Les livreurs à vélo Deliveroo en ont plein le dos
Les prud’hommes viennent de reconnaître l’existence d’un contrat de travail entre la plateforme Deliveroo et un livreur à vélo. Mais les coursiers se rebiffent aussi contre leurs conditions de travail et souhaiteraient une expertise de l’Anses. Certains ont boycotté les livraisons de dîners romantiques le 14 février.

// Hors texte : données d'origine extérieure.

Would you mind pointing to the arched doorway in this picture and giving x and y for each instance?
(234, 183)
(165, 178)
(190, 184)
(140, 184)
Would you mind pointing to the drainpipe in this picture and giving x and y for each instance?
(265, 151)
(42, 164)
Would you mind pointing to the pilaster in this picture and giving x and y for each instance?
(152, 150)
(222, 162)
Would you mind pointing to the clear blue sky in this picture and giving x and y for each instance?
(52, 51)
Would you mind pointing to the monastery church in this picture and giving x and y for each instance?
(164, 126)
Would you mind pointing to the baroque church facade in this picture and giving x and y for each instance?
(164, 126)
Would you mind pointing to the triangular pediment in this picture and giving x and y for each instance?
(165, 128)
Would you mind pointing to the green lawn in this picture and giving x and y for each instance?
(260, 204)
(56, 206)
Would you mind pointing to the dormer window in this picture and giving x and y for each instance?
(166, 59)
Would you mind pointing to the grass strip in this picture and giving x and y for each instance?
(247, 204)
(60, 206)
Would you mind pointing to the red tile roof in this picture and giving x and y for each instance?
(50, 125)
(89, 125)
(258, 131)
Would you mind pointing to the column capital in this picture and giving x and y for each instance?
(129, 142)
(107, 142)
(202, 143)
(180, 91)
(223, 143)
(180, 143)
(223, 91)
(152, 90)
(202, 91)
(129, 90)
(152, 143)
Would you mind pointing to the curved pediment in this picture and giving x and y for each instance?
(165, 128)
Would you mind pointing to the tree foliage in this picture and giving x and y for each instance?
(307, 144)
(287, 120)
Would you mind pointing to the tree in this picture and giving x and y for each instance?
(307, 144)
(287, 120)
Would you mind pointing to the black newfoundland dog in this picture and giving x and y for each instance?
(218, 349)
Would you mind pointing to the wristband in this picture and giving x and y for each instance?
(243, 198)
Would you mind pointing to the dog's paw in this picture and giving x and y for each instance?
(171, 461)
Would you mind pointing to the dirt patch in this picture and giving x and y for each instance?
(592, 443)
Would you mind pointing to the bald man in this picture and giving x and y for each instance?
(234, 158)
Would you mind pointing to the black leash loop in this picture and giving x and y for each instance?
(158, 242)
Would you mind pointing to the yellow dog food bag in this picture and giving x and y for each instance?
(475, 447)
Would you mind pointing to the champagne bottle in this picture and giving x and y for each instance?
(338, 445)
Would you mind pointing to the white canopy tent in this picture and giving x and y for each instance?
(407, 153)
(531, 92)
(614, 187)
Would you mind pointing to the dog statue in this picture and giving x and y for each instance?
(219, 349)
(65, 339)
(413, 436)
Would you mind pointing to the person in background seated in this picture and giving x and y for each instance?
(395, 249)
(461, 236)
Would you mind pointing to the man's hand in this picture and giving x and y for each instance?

Officiellement, les quelque 11 000 coursiers de Deliveroo ne sont pas salariés. Sauf un. Décision logique après l’arrêt de la Cour de cassation de novembre 2018 concernant un livreur d’une autre plateforme (Take eat easy), un juge départiteur du conseil de prud’hommes de Paris a requalifié en contrat à durée indéterminée la prestation de service d’un livreur à vélo. Celui-ci avait pédalé pendant six mois pour Deliveroo comme autoentrepreneur. « Avec tous les inconvénients du salariat sans aucun des avantages de l’indépendance », ainsi que l’a résumé son avocat, Kevin Mention, lors d’une conférence de presse organisée le 12 février par le Collectif des livreurs autonomes parisiens (Clap). A cette occasion, Me Mention a appelé les livreurs à le contacter en vue de mutualiser les dossiers.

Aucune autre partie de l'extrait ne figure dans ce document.